Rippe's

2801 Alaskan Way, Pier 70, 267-0236.

Sun-Wed 11 am-11 pm; Thurs-Sat 11-1 am.

The other night at Rippe's I counted six people wearing jeans within my field of vision. This is not irrelevant, since Rippe's advertises itself as "Seattle's Blue Jeans Steakhouse." Why they would need to do this is a bit of a mystery, as most everything in Seattle is Blue Jeans--city hall is Blue Jeans, the museum is Blue Jeans, even the opera is Blue Jeans, as far as I can tell. Blue Jeans from dawn to dusk, with nary a cocktail dress in sight.

The disconnect about Rippe's is best summed up by this contrast I saw on Alaskan Way: a freight train chugging past, stately and slow, and a guy jogging by in the opposite direction, wearing a university-style sweatshirt with the name of a California winery on it. Inside, you have exposed rafters and ducts, with a sort of funked-up corporate look from the light fixtures on down. Next to the door, there's a bulldog sculpture-thing left over from when the Real World inhabited Pier 70, which makes you recall all sorts of other mythical, not-quite-real spots, like the concert set that was fabricated when it turned out that none of the clubs wanted MTV mucking around in them.

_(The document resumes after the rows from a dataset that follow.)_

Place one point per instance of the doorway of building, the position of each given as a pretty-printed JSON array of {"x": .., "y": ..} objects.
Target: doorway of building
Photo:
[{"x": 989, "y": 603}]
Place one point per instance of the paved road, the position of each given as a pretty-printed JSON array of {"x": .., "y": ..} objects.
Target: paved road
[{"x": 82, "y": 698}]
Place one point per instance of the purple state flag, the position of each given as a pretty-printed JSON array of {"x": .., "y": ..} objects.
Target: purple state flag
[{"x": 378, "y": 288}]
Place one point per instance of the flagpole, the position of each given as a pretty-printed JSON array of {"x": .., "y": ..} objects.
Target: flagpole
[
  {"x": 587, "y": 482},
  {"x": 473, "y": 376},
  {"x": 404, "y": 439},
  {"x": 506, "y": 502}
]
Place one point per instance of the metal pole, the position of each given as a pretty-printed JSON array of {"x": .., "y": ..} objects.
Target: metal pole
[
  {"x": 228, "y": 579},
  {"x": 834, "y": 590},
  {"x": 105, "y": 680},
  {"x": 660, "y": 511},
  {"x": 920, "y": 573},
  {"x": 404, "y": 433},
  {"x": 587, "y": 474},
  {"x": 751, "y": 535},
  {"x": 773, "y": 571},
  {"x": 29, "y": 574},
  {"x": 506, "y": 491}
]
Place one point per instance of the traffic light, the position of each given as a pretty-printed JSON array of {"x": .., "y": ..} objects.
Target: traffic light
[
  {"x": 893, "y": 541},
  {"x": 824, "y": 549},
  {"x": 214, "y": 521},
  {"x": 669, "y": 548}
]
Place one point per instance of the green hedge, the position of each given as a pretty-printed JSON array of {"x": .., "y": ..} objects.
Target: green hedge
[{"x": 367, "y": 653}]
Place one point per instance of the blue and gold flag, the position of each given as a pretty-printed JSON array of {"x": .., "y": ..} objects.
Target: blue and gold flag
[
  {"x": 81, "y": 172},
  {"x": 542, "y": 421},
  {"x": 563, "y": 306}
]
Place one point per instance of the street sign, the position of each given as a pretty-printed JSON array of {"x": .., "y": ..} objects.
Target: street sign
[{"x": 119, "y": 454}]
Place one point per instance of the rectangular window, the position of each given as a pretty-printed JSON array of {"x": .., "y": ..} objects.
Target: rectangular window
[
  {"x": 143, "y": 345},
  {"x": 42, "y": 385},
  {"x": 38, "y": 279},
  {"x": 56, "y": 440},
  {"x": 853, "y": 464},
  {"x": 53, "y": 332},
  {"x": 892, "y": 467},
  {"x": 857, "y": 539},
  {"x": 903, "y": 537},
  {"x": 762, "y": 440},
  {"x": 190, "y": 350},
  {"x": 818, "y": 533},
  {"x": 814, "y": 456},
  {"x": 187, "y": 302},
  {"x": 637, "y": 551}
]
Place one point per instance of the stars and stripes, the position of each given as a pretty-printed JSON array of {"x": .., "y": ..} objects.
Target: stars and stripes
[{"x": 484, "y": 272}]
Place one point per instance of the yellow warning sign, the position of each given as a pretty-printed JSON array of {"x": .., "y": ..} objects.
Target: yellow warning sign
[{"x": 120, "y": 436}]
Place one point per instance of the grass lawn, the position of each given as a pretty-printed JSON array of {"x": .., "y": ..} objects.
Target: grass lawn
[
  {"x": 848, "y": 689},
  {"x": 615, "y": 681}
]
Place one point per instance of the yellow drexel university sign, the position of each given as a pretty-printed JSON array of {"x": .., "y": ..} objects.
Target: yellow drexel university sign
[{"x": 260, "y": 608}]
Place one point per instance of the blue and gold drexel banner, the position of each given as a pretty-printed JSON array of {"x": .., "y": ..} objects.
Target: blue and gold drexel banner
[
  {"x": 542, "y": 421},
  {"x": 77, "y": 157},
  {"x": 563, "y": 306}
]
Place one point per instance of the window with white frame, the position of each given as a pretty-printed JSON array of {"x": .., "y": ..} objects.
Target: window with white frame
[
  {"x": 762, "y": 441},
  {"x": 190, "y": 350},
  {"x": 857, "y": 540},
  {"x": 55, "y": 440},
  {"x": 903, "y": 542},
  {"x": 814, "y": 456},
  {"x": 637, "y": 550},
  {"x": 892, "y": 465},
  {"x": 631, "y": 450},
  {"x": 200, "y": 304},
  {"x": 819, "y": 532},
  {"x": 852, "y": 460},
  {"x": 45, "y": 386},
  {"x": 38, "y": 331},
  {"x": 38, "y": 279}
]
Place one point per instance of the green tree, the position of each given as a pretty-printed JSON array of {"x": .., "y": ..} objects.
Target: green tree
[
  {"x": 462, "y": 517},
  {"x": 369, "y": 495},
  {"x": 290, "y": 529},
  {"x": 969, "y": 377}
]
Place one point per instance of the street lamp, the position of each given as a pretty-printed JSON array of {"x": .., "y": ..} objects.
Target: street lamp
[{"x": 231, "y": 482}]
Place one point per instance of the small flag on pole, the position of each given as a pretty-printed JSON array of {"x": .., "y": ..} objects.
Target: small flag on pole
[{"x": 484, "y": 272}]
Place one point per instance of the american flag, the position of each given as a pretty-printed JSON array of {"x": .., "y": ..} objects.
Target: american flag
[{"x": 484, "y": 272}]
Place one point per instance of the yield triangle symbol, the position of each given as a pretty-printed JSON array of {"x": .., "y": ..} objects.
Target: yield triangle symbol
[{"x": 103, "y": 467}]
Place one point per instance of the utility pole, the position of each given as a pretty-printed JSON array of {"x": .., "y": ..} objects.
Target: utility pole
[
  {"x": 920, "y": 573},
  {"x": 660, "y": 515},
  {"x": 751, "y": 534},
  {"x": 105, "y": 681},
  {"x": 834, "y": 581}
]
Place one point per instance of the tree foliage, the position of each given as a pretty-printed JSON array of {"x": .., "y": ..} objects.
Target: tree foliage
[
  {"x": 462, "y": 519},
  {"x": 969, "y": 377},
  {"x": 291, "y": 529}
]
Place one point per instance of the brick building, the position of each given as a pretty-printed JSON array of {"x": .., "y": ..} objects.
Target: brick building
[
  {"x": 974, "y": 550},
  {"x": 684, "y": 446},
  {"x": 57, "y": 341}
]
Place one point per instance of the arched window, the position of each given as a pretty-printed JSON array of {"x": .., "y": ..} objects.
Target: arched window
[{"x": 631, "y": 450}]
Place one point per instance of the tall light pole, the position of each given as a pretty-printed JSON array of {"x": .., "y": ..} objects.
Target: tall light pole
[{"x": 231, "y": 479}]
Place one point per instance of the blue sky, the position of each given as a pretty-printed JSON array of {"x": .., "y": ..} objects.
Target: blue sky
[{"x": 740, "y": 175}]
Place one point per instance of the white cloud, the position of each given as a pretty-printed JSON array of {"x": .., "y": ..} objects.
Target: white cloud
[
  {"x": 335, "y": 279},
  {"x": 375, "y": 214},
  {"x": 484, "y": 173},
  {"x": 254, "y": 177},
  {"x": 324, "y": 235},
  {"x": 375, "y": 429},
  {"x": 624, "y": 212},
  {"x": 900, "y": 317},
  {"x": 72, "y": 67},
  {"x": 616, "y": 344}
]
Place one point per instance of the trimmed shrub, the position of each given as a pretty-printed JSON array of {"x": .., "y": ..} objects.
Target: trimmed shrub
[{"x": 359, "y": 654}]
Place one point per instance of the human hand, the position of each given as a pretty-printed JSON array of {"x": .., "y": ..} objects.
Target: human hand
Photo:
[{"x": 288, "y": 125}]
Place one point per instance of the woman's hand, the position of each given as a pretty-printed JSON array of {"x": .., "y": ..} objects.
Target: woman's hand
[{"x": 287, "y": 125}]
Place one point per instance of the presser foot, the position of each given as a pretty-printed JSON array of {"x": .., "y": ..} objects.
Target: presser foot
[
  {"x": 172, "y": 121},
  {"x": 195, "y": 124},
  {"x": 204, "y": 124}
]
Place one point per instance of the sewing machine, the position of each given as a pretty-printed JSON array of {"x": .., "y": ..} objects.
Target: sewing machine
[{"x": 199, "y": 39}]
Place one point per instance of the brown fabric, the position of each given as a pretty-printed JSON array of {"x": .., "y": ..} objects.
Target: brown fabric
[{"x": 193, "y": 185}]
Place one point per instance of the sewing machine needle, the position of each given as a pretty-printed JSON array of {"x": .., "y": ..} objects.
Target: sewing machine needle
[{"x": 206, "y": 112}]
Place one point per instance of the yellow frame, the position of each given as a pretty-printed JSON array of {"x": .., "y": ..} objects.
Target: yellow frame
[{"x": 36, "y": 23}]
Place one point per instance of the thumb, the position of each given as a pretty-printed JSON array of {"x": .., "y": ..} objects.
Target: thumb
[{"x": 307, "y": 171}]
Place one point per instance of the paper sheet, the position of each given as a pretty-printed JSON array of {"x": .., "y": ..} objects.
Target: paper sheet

It doesn't matter, because Rippe's gets a lot of things right, really right, like a bright-tasting cocktail sauce with horseradish and celery (not just tarted-up ketchup), and a Roquefort dressing with capers and little crumbles of cheese. On the other hand, the Dungeness crab ($8.95) under the cocktail sauce was watery and tasteless (except for a few bites of claw meat), and there was not enough of it; the salad under the Roquefort was indifferent, with rock-hard tomatoes.

Fortunately, they get the meat really right. (They should, considering the team behind Rippe's is the team behind Belltown's swelligant El Gaucho.) I have a terminal blind spot about primal cuts of meat, and can never remember what I like, although I know I don't like filet mignon--it's too lean and mushy. I asked my waiter to recommend something with more fat, and he pointed me happily toward the rib chop, kindly adding that it's more appropriate to refer to "marbling" than "fat," but energetically agreeing when I protested this bit of culinary correctness.

I ordered the rib chop ($23.95), and I ordered it rare. They are not afraid of rare at Rippe's--it was nearly what the French call bleu. I put all thoughts of prions out of my mind and ate. Silky, beefy, and tender but not the least bit mushy. There was no need, as E. F. Benson's Miss Mapp did, to chew manfully until her jaws gave out. It was served with a deep, rich, peppery beef demi-glace, which I learned, thanks to our excellent waiter, is what you serve with a cowboy steak. My husband ordered a T-bone ($25.95), which means you get both strip and tenderloin, and he ordered it medium-rare. He ate the entire thing and then sat back stunned in his seat. I tasted a scrap he had missed from the strip side of the steak; I liked it, but as it turns out, I am more of a rib-chop girl.

This perfect texture and full taste is due, as I understand it, to a full 28 days of dry aging, which almost anyone can explain to you better than I can, although I know, thanks to Jeffrey Steingarten's It Must've Been Something I Ate, that it takes at least three weeks for meat to dry-age to perfect tenderness, and after that it develops flavor. Steingarten prefers meat aged six weeks, after which it gets what's known as "high," but the four-week version tastes pretty good to me.

On the way home, as I tried to keep from dozing off in the car, I was reminded of Joseph Mitchell's excellent essay on the old New York steak dinner (or "beefsteak"), in which he mourned, in his polite Southern fashion, the days when "a man [would] do away with more than six pounds of meat and thirty glasses of beer." What changed the etiquette of the beefsteak was the arrival of women, newly enfranchised, because "women do not esteem a glutton." Except when the woman is a glutton, I suppose.